Gold Fields swings to black in Q2, but cuts guidance at South Deep

20th August 2015 By: Natalie Greve - Creamer Media Contributing Editor Online

Gold Fields swings to black in Q2, but cuts guidance at South Deep

Gold Fields CEO Nick Holland
Photo by: Duane Daws

JOHANNESBURG (miningweekly.com) – While a solid showing from its Peruvian, Ghanaian and Australian operations pushed Gold Fields’ second-quarter earnings to $22-million, the company has cautioned of a likely output slip at its South Deep gold mine, located along the Witwatersrand basin, narrowing the operation’s forecast yearly production by 8.5% to 229 280 oz.

Despite posting a 7% quarter-on-quarter uptick in production to 39 000 oz for the quarter ended June 30, on the back of an overhauled management team and stricter safety controls, CEO Nick Holland told investors on Thursday that the company continued to advance efforts to “get the basics right” at South Deep, which was running some two years over its development schedule but which, he maintained, was starting to show “green shoots”.

“We have previously said that 2015 at South Deep is more about the inputs than the outputs, and we’ve identified interventions in terms of people, fleet and mining method.

“[However], despite numerous safety stoppages, we’ve managed to increase production over the quarter . . . [and] are starting to see some positive trends, with momentum in key mining metrics increasing in June and July,” he said at a presentation of the company’s results, in Johannesburg.

Gold Fields planned to increase the number of skilled employees at the mine by 160 people, after announcing in June that it had signed a three-year wage deal at the operation until March 2018, providing a degree of stability while the operation ramped up to achieving cash break-even by the end of 2016.

Further boosting its fleet at the mine with a view to accelerate development, Gold Fields acquired an additional 27 pieces of equipment over the period, with 85% expected to be in operation by the end of the third quarter.

The company would also sharpen focus on the mix of mining methods at South Deep, making efforts to “debottleneck” constraints in distress mining, introduce dedicated crews to install secondary support, increase backfill production and rip distress ends.

Holland, meanwhile, told journalists that lower yearly guidance at South Deep would be offset by improved production at the Ghana-based Tarkwa, Australia-based St Ives and Granny Smith, and Peru-based Cerro Corona mines, maintaining the group’s overall yearly guidance of 2.2-million ounces.

Cost guidance for the year of all-in sustaining costs (AISC) of $1 055/oz and all-in costs (AIC) of $1 075/oz across all operations remained unchanged.

INTERNATIONAL BOLSTER
Gold Fields continued to rely on the resilience of its international operations, which lifted overall attributable gold output 7% quarter-on-quarter to 535 000 oz for the three months.

AISC, at $1 029/oz, were 10% higher on the prior quarter, while AIC narrowed 9% to $1 059/oz.

“Tarkwa, Cerro Corona and Granny Smith were the star performers in this quarter,” Holland said.

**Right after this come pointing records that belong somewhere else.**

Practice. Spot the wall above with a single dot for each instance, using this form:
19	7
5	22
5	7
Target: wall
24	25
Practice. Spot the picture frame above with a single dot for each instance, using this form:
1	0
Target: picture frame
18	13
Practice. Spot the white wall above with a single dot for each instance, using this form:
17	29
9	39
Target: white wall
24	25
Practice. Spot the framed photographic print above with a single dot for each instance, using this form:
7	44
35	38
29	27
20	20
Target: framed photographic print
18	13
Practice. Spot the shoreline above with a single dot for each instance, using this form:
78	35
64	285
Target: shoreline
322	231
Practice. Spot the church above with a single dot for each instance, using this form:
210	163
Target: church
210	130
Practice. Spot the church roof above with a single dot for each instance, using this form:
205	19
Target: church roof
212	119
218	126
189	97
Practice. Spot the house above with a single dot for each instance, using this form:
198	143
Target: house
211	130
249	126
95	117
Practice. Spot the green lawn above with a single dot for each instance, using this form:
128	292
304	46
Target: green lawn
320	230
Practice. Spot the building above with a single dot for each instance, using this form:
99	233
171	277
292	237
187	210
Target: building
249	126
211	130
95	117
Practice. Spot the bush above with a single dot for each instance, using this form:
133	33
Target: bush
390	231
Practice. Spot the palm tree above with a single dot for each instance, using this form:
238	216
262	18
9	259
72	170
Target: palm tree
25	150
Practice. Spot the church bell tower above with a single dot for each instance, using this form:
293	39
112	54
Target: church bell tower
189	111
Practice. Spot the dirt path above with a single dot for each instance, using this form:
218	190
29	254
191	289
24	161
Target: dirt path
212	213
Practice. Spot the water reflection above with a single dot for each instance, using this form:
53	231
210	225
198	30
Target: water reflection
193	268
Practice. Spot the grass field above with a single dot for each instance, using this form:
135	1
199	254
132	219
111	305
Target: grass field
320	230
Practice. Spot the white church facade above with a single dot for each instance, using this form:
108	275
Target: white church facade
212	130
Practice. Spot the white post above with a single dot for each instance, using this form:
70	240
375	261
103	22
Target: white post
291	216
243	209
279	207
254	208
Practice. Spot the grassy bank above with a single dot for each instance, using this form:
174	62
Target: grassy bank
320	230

While noting that the fall in the gold price in recent weeks was of “deep concern”, he added that the company did not believe that it had to make structural changes to its business.

“Currency weakness provides us with some respite, resulting in the Australian dollar and rand gold prices remaining at favourable levels.

“While Cerro Corona benefits to a much smaller extent from currency weakness, the mine is one of the lowest-cost producers in the industry and can, thus, withstand prices lower than current levels.

“Our Ghanaian operations are most exposed to changes in the dollar gold price; however, Tarkwa is a low-cost mine that still makes a margin at the current price and Damang is, in any event, being targeted for reinvestment to unlock value in its resource base,” he told journalists during a media roundtable on Thursday.

Holland added that many of the more “painful” adjustments in reaction to the depressed gold price had already been made in 2012 and 2013, at which point the business was structured to deliver a free cash flow margin of 15% at a gold price of $1 300/oz.

“This translates roughly to an AIC break-even level of $1 050/oz. We remain firmly focused on delivering on our plans in terms of both cost and production in this lower gold price environment, and we will not divert our attention from the nonnegotiables encompassed in our values, including safety, health, environmental stewardship and stakeholder engagement,” he asserted.

Gold Fields posted headline earnings of $19-million, or $0.03, a share, in the June quarter, compared with headline losses of $14-million, or $0.02, a share, in the March quarter.

In line with its policy to pay out a dividend of between 25% and 35% of normalised earnings, the miner declared an interim dividend of 4c a share for the second quarter.